Yes, it is absolutely legal to do what you suggest and you are extremely smart and savvy to know that this MUST be documented BEFORE you actually start using their services.  As a starting point this arrangement/agreement would be a mix of an Advertising Sharing Agreement (or Ad Revenue Sharing Agreement) and Services Agreement.  But I wouldn’t get caught up in the “name” of the contract.

Instead, you need a contract that spells out in plain English all the terms that you have described.  Clauses and language that you will particularly need to focus on include:

Independent Contractor Clause
– Spell out that you aren’t employing them.  That they will be considered as independent contractors/service providers.  This means they will be responsible for all of their own taxes, insurance, benefits, etc.

–  How long do you want the agreement to last? 1 yr? 2 yrs? Make sure this is very clear.  Also, devise an “out” that lets you terminate the agreement for “cause” (i.e., they aren’t performing well, haven’t provided services to you in 60 days, etc) and for “without cause” (meaning just because you feel like it) by you giving them the proper written notice (10 business days, 30 business days, etc) that you are ending the contract.  Finally, if you owe them money at the time you are ending the contract, make sure to provide that they will be paid these amounts within a reasonable time frame (30 days) after ending the contract.

Ad Sharing Revenue
Detail how much they will share in the advertising revenue.  Include the timing of when you will make this calculation of their share of the revenue (i.e., weekly, monthly, quarterly) and how soon after that you will actually pay them (i.e., immediately, 7 business days, etc).  It’s key here that you come up with a system that gives you the time to do the proper accounting/bookkeeping.  Finally, you might want to consider adding in a minimum payout requirement – basically you won’t pay them money until this share reaches an aggregate amount of $50 or $100.  This will help you to avoid having to cut checks for $2.50 each week!
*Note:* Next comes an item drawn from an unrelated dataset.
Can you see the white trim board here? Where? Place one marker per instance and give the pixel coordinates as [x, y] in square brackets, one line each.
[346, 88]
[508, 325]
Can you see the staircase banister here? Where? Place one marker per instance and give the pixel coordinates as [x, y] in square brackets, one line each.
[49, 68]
–  Make it clear that you are the owner of all of the content of the Intenet business/website.

Services –  A real clear description of what they are providing in exchange for a share of the advertisement revenue.

Standard Clause – Include the standard clause such as: Confidentiality, Indemnity, Arbitration.
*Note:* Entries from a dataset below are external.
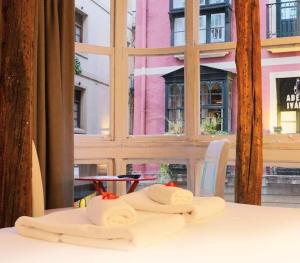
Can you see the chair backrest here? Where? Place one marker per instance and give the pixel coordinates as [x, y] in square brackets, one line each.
[38, 206]
[213, 171]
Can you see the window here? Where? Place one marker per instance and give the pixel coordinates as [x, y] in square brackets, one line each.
[288, 9]
[202, 29]
[216, 1]
[178, 4]
[175, 109]
[214, 26]
[159, 100]
[217, 29]
[156, 96]
[179, 31]
[77, 109]
[78, 27]
[283, 18]
[215, 101]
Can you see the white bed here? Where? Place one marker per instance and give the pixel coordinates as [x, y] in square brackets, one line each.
[241, 233]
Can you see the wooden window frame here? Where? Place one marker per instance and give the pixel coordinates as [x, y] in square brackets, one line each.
[122, 148]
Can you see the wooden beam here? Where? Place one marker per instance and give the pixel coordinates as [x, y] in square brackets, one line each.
[249, 159]
[16, 78]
I also highly recommend that you set up an LLC (limited liability company) for your internet business and that you then have the agreement be between your LLC and the service provider (or his/her company)

Of course, we would love to help you and we offer very reasonable flat rate packages to help set up your business and draft/review your agreements!
Good luck!


From Portia

Hi Shannon-

Wow, thanks so much for this extremely helpful and well-researched answer! This was really useful information for us and included several important things we had not considered. I have one more question which is this: my collaborator and I both have our own corporations and we are starting this small business together as equal partners, how should we handle this? We will be jointly establishing more than one internet business project together and each project will be distinct yet share some software programming (similar to product divisions I imagine). Should we use one corporation or both or form a new entity or a sub-entity? Since I am asking you so many questions – please send me your package deal quote! Thanks so much Shannon! -Portia

From Don

After getting licensing ,IRS tax I.D.,and setting up product info,ect. What is the best way to approach opening a small business with little to no funds.Basically, how do I go about getting a grant or free government monies for the small business owner.What would also being better approaches to pulling in the business without spending tons of money on advertisement since I am small?